I'm talking more about the international audience. Also, even in the USA there is are different interpretations of history. In my native South, some call the Civil War the War of Northern Aggression or the War for Southern Independance for example.

:wtf::wtf:
Please tell these people to let the stereotype die. It is the 21st century and it was the Civil War. As you can see I'm in Nashville, TN and I'd appreciate it if they kept their ignorance to themselves.

"Better to keep ones mouth shut and be assumed ignorant than open your mouth and confirm it for all."
 
.....All the movie did was make me hate South Africans even more than I did beforehand. Not even Humans in general, just South Africans....

What the hell?!! Generalizing much? What did South Africans (and all of them on top of it) ever do to you?
 
Personally I hope Christopher never comes back. Wilkus was the worst "hero" I've ever had the displeasure of seeing. Going around laughing about how baby prawns pop like popcorn, offering abortion souveriers, lying to a child about his father, backstabbing his "friend," and just all around being completely selfish in everything he did after being infected. Pathetic.

All the movie did was make me hate South Africans even more than I did beforehand. Not even Humans in general, just South Africans. Wilkus first and foremost. I even liked the army colonel guy more; at least he was straight forward. Not a sniveling, backstabbing little fuck.

You're just a generally pessimistic guy. Wilkus was never supposed to be your typical hero, although he did go back and save Christopher at the end.

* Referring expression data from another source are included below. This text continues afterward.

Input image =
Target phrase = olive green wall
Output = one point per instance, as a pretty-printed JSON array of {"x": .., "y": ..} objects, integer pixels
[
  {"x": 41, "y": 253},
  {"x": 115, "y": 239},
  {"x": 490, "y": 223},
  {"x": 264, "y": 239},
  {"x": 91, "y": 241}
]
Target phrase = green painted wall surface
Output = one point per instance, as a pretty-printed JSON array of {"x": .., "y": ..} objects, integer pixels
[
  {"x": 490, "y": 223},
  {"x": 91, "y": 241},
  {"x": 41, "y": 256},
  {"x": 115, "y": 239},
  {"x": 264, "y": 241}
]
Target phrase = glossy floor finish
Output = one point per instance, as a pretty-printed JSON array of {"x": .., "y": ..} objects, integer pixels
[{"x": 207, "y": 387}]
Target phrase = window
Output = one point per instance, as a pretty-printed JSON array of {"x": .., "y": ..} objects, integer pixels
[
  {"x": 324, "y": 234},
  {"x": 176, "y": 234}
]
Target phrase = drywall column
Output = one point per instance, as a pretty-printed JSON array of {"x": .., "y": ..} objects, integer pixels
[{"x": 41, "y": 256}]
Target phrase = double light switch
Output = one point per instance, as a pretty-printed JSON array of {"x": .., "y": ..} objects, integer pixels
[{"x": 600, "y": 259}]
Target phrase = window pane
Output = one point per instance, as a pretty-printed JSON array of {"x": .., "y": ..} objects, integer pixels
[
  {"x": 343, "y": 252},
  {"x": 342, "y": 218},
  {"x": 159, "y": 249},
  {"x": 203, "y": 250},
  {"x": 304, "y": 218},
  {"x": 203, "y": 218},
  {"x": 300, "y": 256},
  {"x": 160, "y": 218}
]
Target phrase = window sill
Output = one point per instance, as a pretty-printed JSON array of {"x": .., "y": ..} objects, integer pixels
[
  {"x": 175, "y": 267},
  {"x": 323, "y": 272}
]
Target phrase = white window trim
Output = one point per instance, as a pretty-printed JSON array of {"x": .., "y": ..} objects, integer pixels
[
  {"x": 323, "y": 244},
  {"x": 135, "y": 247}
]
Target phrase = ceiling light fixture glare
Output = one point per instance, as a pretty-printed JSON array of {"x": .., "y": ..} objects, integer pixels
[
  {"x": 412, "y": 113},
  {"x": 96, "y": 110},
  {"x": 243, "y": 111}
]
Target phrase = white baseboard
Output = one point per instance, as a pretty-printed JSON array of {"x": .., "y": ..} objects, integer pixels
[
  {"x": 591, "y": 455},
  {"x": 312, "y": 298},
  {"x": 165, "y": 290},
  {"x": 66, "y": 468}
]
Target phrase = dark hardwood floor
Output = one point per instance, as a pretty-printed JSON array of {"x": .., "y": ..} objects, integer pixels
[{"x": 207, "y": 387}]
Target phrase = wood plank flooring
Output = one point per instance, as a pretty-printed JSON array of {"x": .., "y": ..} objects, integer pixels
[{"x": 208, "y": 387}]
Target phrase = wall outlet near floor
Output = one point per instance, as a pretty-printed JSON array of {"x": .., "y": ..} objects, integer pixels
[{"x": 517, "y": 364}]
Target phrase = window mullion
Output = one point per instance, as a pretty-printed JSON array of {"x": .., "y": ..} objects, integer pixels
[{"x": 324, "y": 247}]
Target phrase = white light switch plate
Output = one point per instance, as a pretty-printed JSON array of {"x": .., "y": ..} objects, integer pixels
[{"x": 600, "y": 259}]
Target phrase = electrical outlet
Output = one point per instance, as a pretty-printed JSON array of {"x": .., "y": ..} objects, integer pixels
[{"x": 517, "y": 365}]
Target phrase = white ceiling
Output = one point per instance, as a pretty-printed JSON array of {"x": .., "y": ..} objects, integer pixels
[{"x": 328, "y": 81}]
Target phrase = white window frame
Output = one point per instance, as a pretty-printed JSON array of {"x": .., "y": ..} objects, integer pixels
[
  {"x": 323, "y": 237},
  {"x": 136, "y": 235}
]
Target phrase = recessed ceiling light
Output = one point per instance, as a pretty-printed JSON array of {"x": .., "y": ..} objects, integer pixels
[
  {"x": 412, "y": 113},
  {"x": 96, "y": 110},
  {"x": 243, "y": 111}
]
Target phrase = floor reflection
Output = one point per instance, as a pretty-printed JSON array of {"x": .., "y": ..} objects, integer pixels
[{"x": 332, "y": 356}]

He was full of flaws, an anti-hero if you will. And I didn't hate him, his humor was dark, that's true, but if you go around, you will notice that much of our humor is dark as well. At that time, no one could relate to the aliens, and the humor is an attempt by the humans to relate to them, no matter how twisted. It's exactly like racial prejudice.
 
I have a theory about the events leading up to the ship's landing. As I think the Director stated, there was a virus that killed the queen. Once that happens, the ship is programmed to automatically head to a habitable planet like Earth. Or maybe they were already at Earth when the virus hit.

But since there's no more queen, you have a bunch of mutinous, uncontrollable aliens running around without guidance. Christopher doesn't want these guys to have possession of a ship that can ravage an entire planet, so he intentionally grounds the vessel on Earth because it's the lesser evil. Maybe, in doing so, he actually saves the Earth from his own shipmates.

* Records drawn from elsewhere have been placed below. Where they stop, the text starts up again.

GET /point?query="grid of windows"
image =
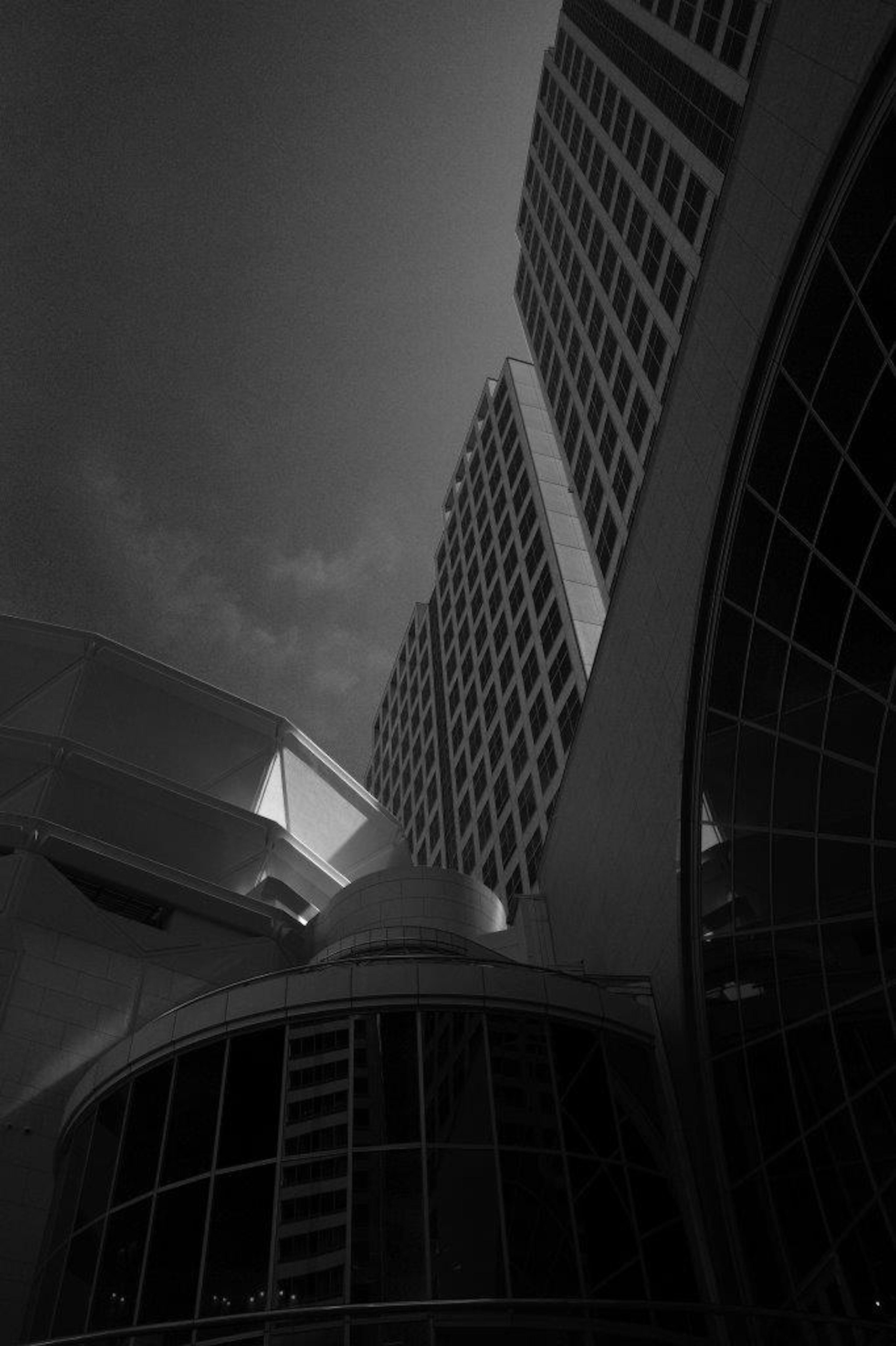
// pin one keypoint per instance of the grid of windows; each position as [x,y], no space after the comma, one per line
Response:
[613,223]
[280,1176]
[493,683]
[796,800]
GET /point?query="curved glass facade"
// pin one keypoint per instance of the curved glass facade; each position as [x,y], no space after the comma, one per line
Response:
[389,1156]
[797,799]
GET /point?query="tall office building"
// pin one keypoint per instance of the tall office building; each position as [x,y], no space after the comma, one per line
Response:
[478,714]
[728,819]
[638,111]
[263,1081]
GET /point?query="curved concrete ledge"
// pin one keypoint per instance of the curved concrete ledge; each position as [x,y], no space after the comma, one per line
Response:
[441,900]
[330,989]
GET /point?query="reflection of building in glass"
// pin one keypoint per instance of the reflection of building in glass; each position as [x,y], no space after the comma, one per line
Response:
[474,726]
[741,805]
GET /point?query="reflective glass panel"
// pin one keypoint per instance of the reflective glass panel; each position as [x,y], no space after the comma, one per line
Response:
[194,1114]
[175,1248]
[465,1225]
[251,1118]
[115,1300]
[387,1087]
[388,1227]
[143,1133]
[239,1252]
[455,1079]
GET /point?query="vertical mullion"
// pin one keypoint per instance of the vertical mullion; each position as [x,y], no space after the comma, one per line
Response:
[497,1157]
[155,1191]
[563,1151]
[68,1242]
[212,1181]
[275,1213]
[350,1172]
[112,1188]
[423,1158]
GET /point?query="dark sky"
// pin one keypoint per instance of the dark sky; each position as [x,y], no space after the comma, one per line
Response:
[259,262]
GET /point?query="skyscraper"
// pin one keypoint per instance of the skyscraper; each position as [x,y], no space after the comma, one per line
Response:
[638,111]
[480,710]
[727,822]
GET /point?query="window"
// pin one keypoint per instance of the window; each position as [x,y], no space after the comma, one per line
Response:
[636,141]
[607,540]
[609,268]
[609,442]
[736,33]
[609,185]
[560,671]
[516,595]
[508,839]
[622,384]
[673,282]
[568,718]
[524,631]
[541,590]
[551,629]
[531,671]
[518,754]
[533,857]
[672,181]
[654,254]
[547,762]
[637,322]
[490,870]
[637,229]
[652,158]
[622,293]
[654,355]
[638,418]
[527,803]
[692,208]
[506,669]
[594,501]
[483,826]
[609,107]
[537,717]
[622,483]
[584,301]
[621,209]
[609,353]
[535,555]
[595,410]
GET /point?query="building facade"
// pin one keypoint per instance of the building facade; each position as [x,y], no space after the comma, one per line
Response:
[727,822]
[478,714]
[637,115]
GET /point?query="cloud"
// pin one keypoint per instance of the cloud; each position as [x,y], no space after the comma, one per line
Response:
[224,618]
[174,573]
[374,554]
[344,661]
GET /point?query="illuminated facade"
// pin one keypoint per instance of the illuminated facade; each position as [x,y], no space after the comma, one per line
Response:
[473,730]
[637,116]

So that's where the little command ship comes in. It's the key to the whole vessel...the bridge if you will. Detaching it renders the entire ship unusable. Maybe Christopher detached it or maybe it detached automatically because it's standard procedure. The little liquid device is a power source, but it's moreso of a key, a fail safe. Either it automatically disintegrates when the command ship detaches or maybe it was accidently lost/destroyed.

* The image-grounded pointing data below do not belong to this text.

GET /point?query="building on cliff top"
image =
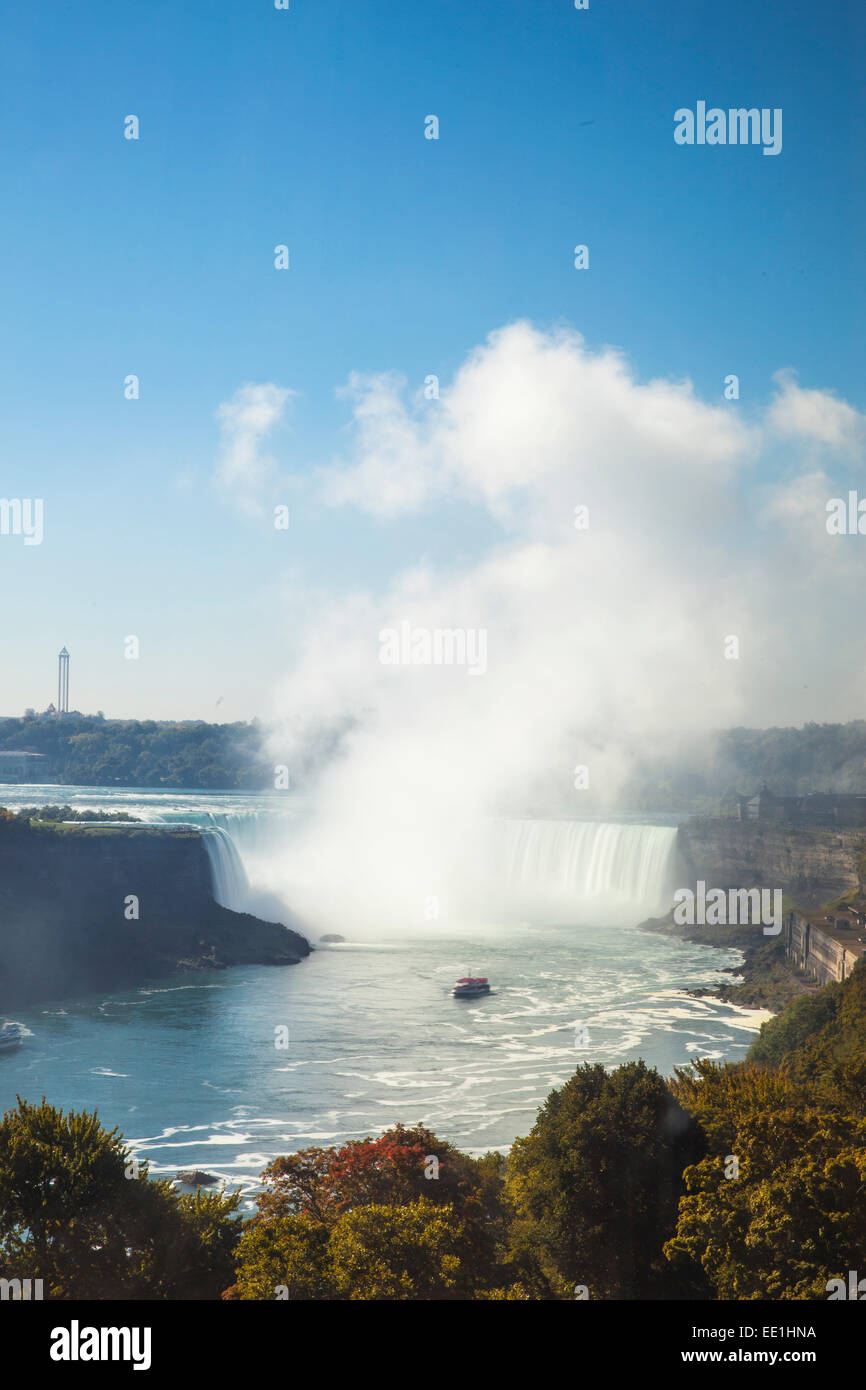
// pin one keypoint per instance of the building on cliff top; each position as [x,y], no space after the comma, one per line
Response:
[816,808]
[20,765]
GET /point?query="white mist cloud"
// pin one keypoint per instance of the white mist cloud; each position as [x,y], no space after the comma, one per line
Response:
[602,644]
[245,423]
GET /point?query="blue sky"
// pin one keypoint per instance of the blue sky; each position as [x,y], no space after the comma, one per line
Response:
[306,127]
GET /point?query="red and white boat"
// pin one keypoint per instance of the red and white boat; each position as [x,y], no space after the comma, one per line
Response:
[470,987]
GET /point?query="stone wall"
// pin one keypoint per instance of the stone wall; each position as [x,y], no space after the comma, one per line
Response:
[816,952]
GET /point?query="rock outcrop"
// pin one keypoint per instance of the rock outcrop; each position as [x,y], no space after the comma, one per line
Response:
[811,866]
[106,906]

Without the key you can't power the little ship or the big ship. Maybe only the pilot of the vessel or an engineer (which Christopher probably is) has knowledge of how to make the liquid that powers everything.
 
I've also read that the director said that D9 was more about contemporary issues in SA. But since it was based in apartheid-era S.A., I would've liked a mention of it.

It wasn't based in apartheid-era South Africa. It was based in modern day South Africa, with a few pieces of footage from apartheid-era South Africa (the aliens' initial arrival on Earth).

I think you're partly right. I think the movie was based in an alternate reality where the apartheid system continued to the present day.
 
I've also read that the director said that D9 was more about contemporary issues in SA. But since it was based in apartheid-era S.A., I would've liked a mention of it.

It wasn't based in apartheid-era South Africa. It was based in modern day South Africa, with a few pieces of footage from apartheid-era South Africa (the aliens' initial arrival on Earth).

I think you're partly right. I think the movie was based in an alternate reality where the apartheid system continued to the present day.

Is there any evidence whatsoever that (human, not alien) apartheid was still going on in the present day in the movie?